Conference: ACL 2025 (Long Paper)
Code: HuggingFace
Area: Multimodal VLM / Video Understanding / Efficient Inference
Keywords: Long Video Understanding, Shot-adaptive Frame Pruning, Hierarchical Attention, Shot Detection, Sparse Attention

TL;DR

Proposes the Sophia model to handle hour-scale long videos: accurately selects query-relevant frames via Shot-adaptive Frame Pruning (a two-stage frame pruning based on shot segmentation), and replaces full attention with Hierarchical Attention of \(O(N)\) complexity. It achieves state-of-the-art (SOTA) performance on 6 out of 8 long video benchmarks, while requiring only 1/8.5 of the attention FLOPs compared to InternVL2.

Background & Motivation

Triple Challenges of Long Videos: (1) Context length overflow—a 10-minute video sampled at 2 fps amounts to 1200 frames, generating tens of thousands of visual tokens; (2) Massive memory consumption—the KV cache of standard quadratic attention requires 70GB+ at 128 frames; (3) Prohibitive computational complexity—full attention FLOPs grow quadratically with the number of frames.

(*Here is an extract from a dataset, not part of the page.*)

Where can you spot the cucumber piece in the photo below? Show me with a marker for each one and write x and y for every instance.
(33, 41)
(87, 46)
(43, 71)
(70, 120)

Limitations of Prior Work: Existing approaches either compress the token count per frame (e.g., spatial pooling in LLaVA-OneVision), sacrificing spatial details, or apply uniform temporal segmentation, which discards substantial segments and ignores the temporal non-uniformity of events/shots in videos. LongVU selects frames based on DINOv2 feature clustering, but fails to leverage query information for targeted filtering.

Key Insight: Videos possess a natural structure—shot transitions. Leveraging this structure for two-level pruning (filtering shots first, then removing redundant frames) aligns better with video semantics than uniform segmentation or unstructured clustering. Meanwhile, frame-to-frame attention can be replaced with a hierarchical structure (intra-frame local + inter-frame global) instead of full connections, theoretically guaranteeing an information propagation distance of \(O(1)\).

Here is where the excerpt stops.